History is just really good gossip

Fly on the Wall

If you could be a “fly on the wall” anywhere and at any time in history, where and when would you choose?

If you teach it right, it’s good gossip, but most don’t teach it right. We forget that history is what we make it. It is what they made it. And yes, history is written by the winners. That’s why the Northern books of the bible have vanished and all that remains are the Southern books. When they were carried off, the Northern books were lost. Since the Southern Israel aka Judea was a piddly shit little country with few assets and very little value, they remained and their books won the history contest.

John Quincy Adams was a pain in the ass to the opposition [much like John was to the Continental Congress] but when he died in his chair on the floor of congress, one of the Southern Opposition was heard to say at his funeral “Goodbye old man, we’ll miss you.”

Martin Luther was a drunk. He had beer stain that had the Lord’s prayer at the bottom. He said “This mug has raised more prayers to Heaven than I ever have.” The tacking of the theses to the Church door was a result of an Alcoholic Snit. [And let me tell you Drunks can have snits better than anyone else around.] It boggles when you stop to think the Protestant religion is based on an alcoholic having a fit about something his superiors did or didn’t do. It had nothing to do with God or God’s will but rather Martin Luther’s will.

The same for the Christian religion which should really be the Paulian religion for Paul never met Christ, nor was he a disciple of Christ. In fact the disciples barely talked to the man and after he pushed the one who was known as James the Brother of Christ, down the church steps in his snit, they didn’t talk to him. So the entire Christian religion as we know it [except for a small James based church in Turkey, which came from the disciples and Christ’s teaching] is based on one man who was a close relation of Herod. The Christian religion is based out of a Roman’s delusion about what he thought Christ was.
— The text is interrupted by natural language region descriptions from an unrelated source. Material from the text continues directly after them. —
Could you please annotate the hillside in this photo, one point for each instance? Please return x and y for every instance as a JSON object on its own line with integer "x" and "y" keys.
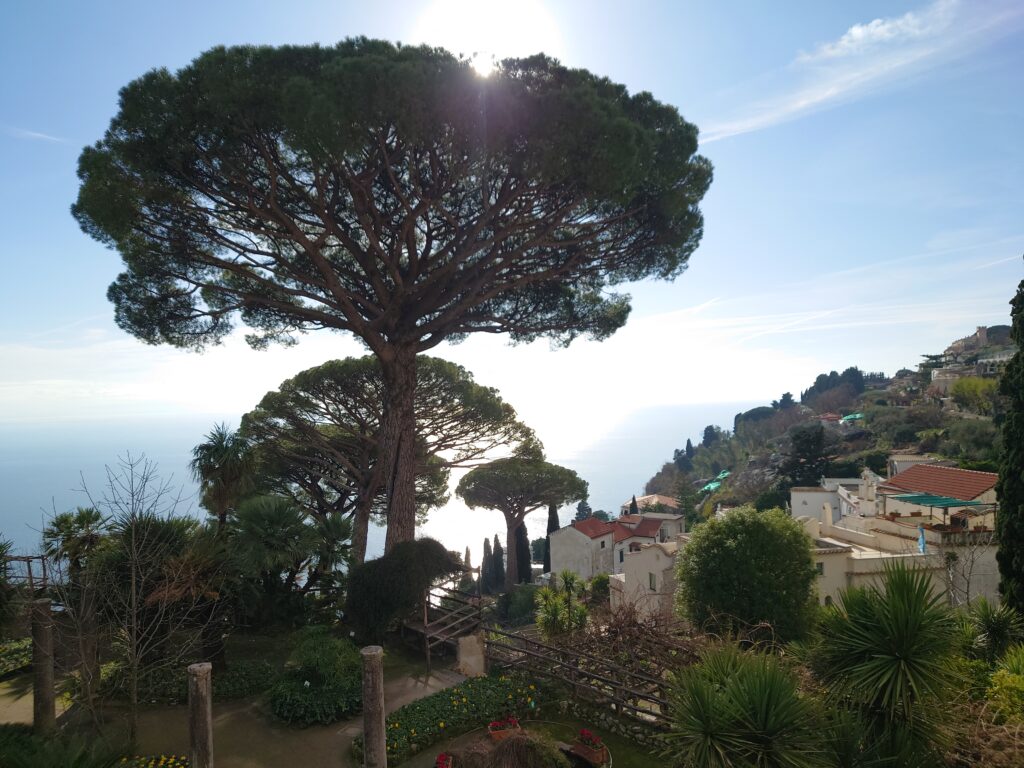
{"x": 948, "y": 408}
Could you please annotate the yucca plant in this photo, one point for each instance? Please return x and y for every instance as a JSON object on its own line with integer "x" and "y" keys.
{"x": 740, "y": 710}
{"x": 886, "y": 654}
{"x": 995, "y": 629}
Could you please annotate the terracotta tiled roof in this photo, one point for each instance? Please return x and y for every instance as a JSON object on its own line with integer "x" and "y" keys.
{"x": 645, "y": 528}
{"x": 593, "y": 527}
{"x": 929, "y": 478}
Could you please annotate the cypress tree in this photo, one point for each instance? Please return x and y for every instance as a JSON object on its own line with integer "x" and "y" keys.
{"x": 553, "y": 525}
{"x": 1010, "y": 488}
{"x": 523, "y": 560}
{"x": 486, "y": 568}
{"x": 498, "y": 566}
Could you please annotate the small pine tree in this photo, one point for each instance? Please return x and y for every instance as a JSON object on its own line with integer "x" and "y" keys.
{"x": 498, "y": 566}
{"x": 553, "y": 525}
{"x": 486, "y": 568}
{"x": 1010, "y": 488}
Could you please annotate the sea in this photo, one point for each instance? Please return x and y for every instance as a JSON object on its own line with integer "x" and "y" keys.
{"x": 50, "y": 468}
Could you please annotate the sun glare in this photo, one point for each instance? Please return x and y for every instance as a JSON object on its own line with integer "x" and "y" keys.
{"x": 483, "y": 32}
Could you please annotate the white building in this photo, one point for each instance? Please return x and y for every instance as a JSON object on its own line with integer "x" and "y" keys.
{"x": 591, "y": 547}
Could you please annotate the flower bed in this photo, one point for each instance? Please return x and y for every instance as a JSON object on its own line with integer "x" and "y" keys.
{"x": 15, "y": 655}
{"x": 452, "y": 712}
{"x": 155, "y": 761}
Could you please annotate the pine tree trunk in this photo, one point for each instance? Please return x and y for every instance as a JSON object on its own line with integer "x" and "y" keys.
{"x": 398, "y": 445}
{"x": 511, "y": 554}
{"x": 360, "y": 529}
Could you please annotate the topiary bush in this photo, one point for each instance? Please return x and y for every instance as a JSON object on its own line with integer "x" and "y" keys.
{"x": 323, "y": 682}
{"x": 455, "y": 711}
{"x": 389, "y": 588}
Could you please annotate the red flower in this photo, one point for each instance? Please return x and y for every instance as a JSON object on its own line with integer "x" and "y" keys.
{"x": 591, "y": 739}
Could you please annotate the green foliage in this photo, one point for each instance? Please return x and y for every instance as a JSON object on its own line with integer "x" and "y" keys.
{"x": 748, "y": 568}
{"x": 806, "y": 461}
{"x": 323, "y": 682}
{"x": 995, "y": 629}
{"x": 516, "y": 486}
{"x": 736, "y": 710}
{"x": 15, "y": 655}
{"x": 887, "y": 654}
{"x": 449, "y": 713}
{"x": 1010, "y": 488}
{"x": 600, "y": 590}
{"x": 20, "y": 749}
{"x": 516, "y": 607}
{"x": 169, "y": 685}
{"x": 975, "y": 394}
{"x": 1006, "y": 695}
{"x": 527, "y": 751}
{"x": 389, "y": 588}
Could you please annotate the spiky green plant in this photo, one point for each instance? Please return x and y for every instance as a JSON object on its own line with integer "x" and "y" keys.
{"x": 741, "y": 710}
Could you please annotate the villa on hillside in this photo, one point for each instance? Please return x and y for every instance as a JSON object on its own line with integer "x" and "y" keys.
{"x": 652, "y": 500}
{"x": 591, "y": 547}
{"x": 937, "y": 518}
Personally with the Ass in the road and the Angel it makes me think he had a bit of a schizophrenic break.

A fly on the wall at any time would lend interesting insights into the men who created history and why it was created.

If I had to pick one, it would be 1776. I would really love to be in the Continental Congress while it was going on. We know they tried to avoid a mob rule of Democracy and they wouldn’t accept a Monarchy so they settled for a Republic eventually because the Confederation was too loose. It would be interesting to listen to the discussions. It’s probably the last time a Congress had half a brain between them. It’s also amazing that we lasted as long as we have. They expected us to fall apart in 50 to 100 years and we would have if Abraham Lincoln hadn’t broke the Constitution and Declaration of Independence. He denied the south the right of Succession, which is allowed any state.
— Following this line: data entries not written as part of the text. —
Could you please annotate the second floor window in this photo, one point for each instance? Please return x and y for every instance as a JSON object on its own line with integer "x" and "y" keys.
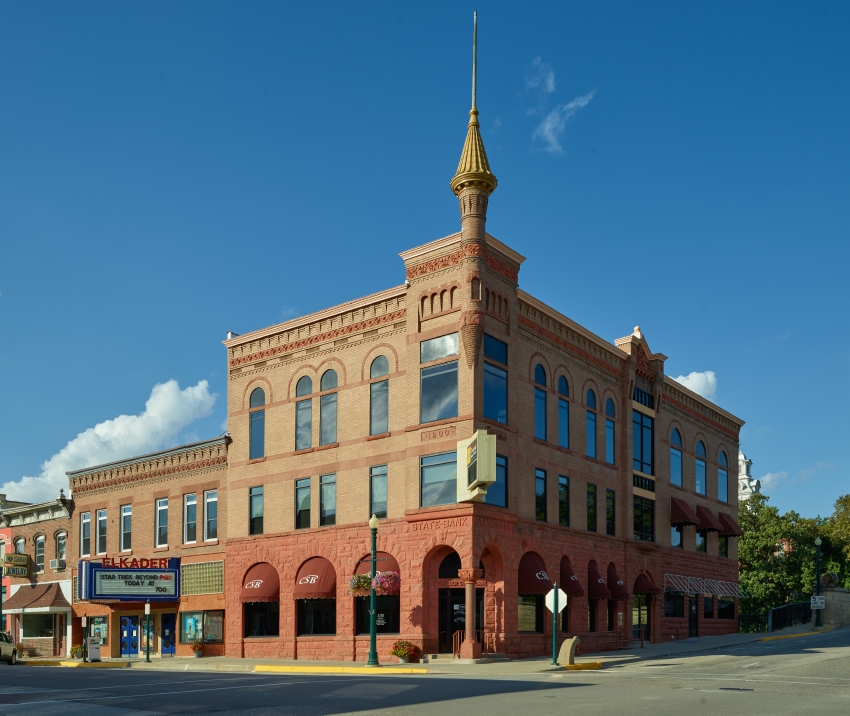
{"x": 257, "y": 425}
{"x": 190, "y": 518}
{"x": 161, "y": 532}
{"x": 379, "y": 396}
{"x": 126, "y": 528}
{"x": 211, "y": 515}
{"x": 495, "y": 380}
{"x": 438, "y": 383}
{"x": 255, "y": 510}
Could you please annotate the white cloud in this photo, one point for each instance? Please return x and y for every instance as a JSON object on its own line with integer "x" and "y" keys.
{"x": 551, "y": 129}
{"x": 167, "y": 412}
{"x": 703, "y": 383}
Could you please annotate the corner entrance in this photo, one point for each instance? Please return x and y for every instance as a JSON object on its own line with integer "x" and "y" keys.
{"x": 453, "y": 615}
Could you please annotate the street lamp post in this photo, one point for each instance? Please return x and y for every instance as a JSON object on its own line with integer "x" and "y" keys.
{"x": 373, "y": 649}
{"x": 818, "y": 619}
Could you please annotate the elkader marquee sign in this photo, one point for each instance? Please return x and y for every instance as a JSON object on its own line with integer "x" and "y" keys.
{"x": 129, "y": 580}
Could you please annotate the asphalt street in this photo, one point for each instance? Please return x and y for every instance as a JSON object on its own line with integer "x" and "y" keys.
{"x": 809, "y": 675}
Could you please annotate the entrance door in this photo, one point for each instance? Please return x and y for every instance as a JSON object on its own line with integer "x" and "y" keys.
{"x": 130, "y": 636}
{"x": 168, "y": 640}
{"x": 693, "y": 618}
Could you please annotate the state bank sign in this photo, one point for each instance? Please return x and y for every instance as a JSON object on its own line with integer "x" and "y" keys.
{"x": 129, "y": 580}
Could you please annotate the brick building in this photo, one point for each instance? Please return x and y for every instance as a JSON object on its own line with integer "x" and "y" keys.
{"x": 136, "y": 512}
{"x": 358, "y": 409}
{"x": 38, "y": 608}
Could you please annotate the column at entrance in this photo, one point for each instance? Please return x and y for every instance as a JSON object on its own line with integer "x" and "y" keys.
{"x": 470, "y": 648}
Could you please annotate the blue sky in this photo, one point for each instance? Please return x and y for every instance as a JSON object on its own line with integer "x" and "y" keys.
{"x": 171, "y": 171}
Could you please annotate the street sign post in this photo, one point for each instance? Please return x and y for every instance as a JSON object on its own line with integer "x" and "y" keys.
{"x": 555, "y": 601}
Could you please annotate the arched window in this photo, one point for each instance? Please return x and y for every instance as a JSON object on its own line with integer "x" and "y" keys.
{"x": 540, "y": 431}
{"x": 700, "y": 468}
{"x": 328, "y": 409}
{"x": 675, "y": 458}
{"x": 563, "y": 413}
{"x": 610, "y": 430}
{"x": 379, "y": 397}
{"x": 303, "y": 414}
{"x": 257, "y": 424}
{"x": 722, "y": 477}
{"x": 590, "y": 424}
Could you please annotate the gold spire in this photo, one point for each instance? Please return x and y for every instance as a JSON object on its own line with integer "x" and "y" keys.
{"x": 474, "y": 169}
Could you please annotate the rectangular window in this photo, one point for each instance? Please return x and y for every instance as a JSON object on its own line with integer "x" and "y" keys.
{"x": 675, "y": 467}
{"x": 700, "y": 476}
{"x": 591, "y": 508}
{"x": 540, "y": 430}
{"x": 564, "y": 501}
{"x": 378, "y": 491}
{"x": 126, "y": 528}
{"x": 563, "y": 423}
{"x": 85, "y": 534}
{"x": 642, "y": 428}
{"x": 100, "y": 531}
{"x": 161, "y": 533}
{"x": 676, "y": 537}
{"x": 722, "y": 485}
{"x": 591, "y": 434}
{"x": 540, "y": 495}
{"x": 327, "y": 500}
{"x": 327, "y": 419}
{"x": 438, "y": 479}
{"x": 644, "y": 519}
{"x": 211, "y": 515}
{"x": 304, "y": 424}
{"x": 610, "y": 513}
{"x": 190, "y": 518}
{"x": 255, "y": 511}
{"x": 438, "y": 392}
{"x": 379, "y": 407}
{"x": 302, "y": 503}
{"x": 530, "y": 613}
{"x": 497, "y": 492}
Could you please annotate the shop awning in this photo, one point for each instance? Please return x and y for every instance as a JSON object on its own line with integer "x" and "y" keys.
{"x": 261, "y": 584}
{"x": 730, "y": 527}
{"x": 616, "y": 585}
{"x": 596, "y": 588}
{"x": 533, "y": 578}
{"x": 315, "y": 580}
{"x": 569, "y": 582}
{"x": 385, "y": 563}
{"x": 707, "y": 520}
{"x": 644, "y": 585}
{"x": 681, "y": 513}
{"x": 37, "y": 596}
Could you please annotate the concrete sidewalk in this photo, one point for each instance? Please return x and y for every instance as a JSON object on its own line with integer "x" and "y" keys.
{"x": 448, "y": 665}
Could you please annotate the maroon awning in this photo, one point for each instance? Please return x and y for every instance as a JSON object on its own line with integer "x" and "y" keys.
{"x": 533, "y": 578}
{"x": 385, "y": 563}
{"x": 616, "y": 585}
{"x": 596, "y": 588}
{"x": 315, "y": 580}
{"x": 681, "y": 513}
{"x": 730, "y": 527}
{"x": 569, "y": 582}
{"x": 707, "y": 520}
{"x": 644, "y": 585}
{"x": 261, "y": 584}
James Madison stated about such states: “A Union of the States containing such an ingredient seemed to provide for its own destruction. The use of force against a State would look more like a declaration of war than an infliction of punishment and would probably be considered by the party attacked as a dissolution of all previous compacts by which it might be bound.”
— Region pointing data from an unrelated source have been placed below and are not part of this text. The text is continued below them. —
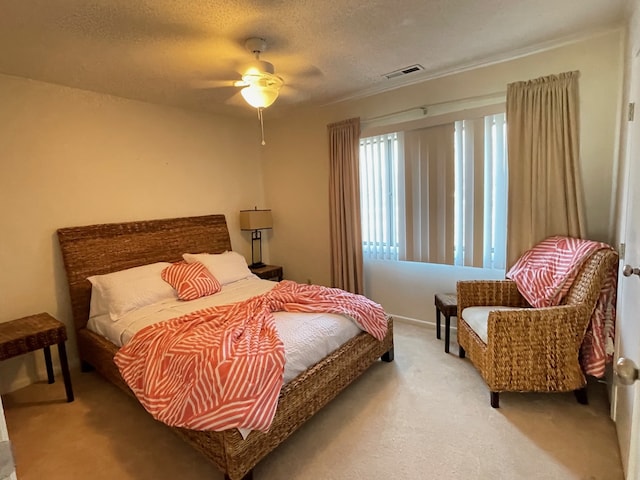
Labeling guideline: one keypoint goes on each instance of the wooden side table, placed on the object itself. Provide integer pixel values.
(268, 272)
(447, 304)
(34, 332)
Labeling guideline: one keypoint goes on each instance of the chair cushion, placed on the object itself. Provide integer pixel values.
(478, 318)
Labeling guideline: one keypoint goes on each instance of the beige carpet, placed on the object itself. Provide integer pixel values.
(424, 416)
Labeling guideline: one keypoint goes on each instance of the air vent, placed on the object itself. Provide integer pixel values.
(404, 71)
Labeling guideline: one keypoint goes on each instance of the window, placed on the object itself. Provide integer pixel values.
(378, 187)
(436, 194)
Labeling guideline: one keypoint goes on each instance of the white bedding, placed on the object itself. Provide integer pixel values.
(307, 337)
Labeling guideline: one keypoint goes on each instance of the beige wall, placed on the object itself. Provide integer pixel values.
(296, 167)
(71, 157)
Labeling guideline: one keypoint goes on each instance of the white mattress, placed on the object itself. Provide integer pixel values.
(307, 337)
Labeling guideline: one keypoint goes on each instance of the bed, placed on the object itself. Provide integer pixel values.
(101, 249)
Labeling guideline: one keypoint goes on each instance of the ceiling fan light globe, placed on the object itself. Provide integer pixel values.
(259, 97)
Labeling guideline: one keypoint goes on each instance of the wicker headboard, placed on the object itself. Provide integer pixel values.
(99, 249)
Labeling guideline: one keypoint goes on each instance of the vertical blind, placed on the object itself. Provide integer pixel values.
(436, 194)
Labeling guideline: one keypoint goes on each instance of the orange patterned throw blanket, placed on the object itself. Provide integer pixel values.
(222, 367)
(544, 275)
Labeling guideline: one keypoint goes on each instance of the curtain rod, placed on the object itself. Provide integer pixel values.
(437, 108)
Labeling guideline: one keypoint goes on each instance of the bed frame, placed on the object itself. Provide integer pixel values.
(99, 249)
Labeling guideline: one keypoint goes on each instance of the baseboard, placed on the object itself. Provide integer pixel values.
(24, 379)
(417, 321)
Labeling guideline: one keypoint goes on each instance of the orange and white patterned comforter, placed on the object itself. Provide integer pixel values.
(222, 367)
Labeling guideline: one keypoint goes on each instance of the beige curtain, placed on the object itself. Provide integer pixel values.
(545, 192)
(344, 206)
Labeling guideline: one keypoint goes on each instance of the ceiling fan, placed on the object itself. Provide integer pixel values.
(261, 85)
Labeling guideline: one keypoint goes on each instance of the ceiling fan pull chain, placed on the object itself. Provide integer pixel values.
(261, 125)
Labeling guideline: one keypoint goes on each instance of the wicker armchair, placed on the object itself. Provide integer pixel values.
(532, 349)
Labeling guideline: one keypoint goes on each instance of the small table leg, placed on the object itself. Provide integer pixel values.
(447, 332)
(64, 364)
(49, 365)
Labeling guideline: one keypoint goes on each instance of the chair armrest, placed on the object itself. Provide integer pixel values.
(537, 332)
(481, 293)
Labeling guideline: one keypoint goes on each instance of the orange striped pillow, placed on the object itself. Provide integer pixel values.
(191, 280)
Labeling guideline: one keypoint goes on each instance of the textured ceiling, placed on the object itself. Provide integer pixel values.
(188, 53)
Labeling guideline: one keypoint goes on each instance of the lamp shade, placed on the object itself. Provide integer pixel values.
(255, 219)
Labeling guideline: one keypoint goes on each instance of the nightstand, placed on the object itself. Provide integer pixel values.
(33, 333)
(268, 272)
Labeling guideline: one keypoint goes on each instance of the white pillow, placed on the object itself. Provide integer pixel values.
(120, 292)
(227, 267)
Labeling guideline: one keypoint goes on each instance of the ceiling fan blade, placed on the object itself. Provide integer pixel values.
(211, 83)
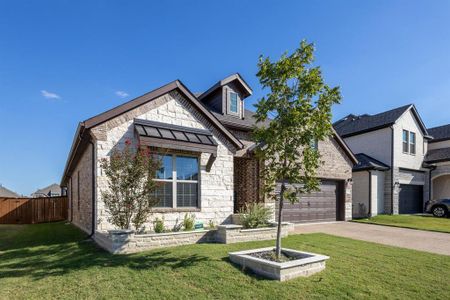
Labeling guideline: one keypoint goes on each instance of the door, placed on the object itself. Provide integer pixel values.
(410, 199)
(319, 206)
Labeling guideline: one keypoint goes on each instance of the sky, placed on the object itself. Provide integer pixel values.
(62, 62)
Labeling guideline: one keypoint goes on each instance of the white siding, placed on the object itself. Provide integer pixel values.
(360, 194)
(375, 143)
(406, 160)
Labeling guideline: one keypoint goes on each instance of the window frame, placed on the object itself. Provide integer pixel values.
(405, 142)
(175, 181)
(237, 103)
(412, 134)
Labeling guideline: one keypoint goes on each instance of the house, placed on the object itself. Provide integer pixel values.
(53, 190)
(438, 159)
(7, 193)
(208, 166)
(392, 176)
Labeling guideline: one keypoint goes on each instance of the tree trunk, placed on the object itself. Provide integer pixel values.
(280, 219)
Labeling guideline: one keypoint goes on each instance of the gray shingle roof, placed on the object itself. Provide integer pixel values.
(353, 124)
(4, 192)
(230, 121)
(366, 162)
(437, 155)
(439, 133)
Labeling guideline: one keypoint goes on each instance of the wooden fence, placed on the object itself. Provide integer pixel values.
(33, 210)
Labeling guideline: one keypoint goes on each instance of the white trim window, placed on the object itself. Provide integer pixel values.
(405, 141)
(234, 102)
(179, 178)
(412, 142)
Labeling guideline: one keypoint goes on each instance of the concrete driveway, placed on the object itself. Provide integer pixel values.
(427, 241)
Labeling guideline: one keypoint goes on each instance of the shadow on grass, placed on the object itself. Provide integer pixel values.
(45, 256)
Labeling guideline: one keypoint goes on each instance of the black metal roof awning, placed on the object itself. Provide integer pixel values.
(168, 136)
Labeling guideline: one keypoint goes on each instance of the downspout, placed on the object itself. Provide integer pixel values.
(93, 189)
(71, 199)
(370, 193)
(392, 170)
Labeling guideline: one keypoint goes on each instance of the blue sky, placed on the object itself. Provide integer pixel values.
(64, 61)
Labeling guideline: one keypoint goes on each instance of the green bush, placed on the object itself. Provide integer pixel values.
(158, 225)
(188, 222)
(255, 215)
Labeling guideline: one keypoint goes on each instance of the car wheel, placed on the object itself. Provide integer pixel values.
(439, 211)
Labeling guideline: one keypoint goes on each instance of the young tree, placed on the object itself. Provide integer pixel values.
(299, 104)
(130, 174)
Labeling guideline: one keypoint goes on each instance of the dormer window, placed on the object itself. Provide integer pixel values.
(234, 102)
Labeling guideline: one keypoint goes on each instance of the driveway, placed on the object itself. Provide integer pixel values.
(427, 241)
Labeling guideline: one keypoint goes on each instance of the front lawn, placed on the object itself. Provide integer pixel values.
(53, 261)
(411, 221)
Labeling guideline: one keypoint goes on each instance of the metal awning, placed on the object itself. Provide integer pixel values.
(163, 135)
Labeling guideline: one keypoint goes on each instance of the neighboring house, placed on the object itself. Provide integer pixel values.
(53, 190)
(208, 166)
(438, 159)
(6, 193)
(390, 177)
Declaration of Independence: “Whenever any form of government becomes destructive of the ends for which it was established, it is the right of the people to alter or abolish it, and to institute new government … Whenever any form of government becomes destructive of the ends for which it was established, it is the right of the people to alter or abolish it, and to institute new government.”

That’s another fly on the wall moment, but the First Continental Congress is my choice. Maybe it’s just because my mother said, after watching 1776 with me, I was just like John Adams. I would like to see the man in action.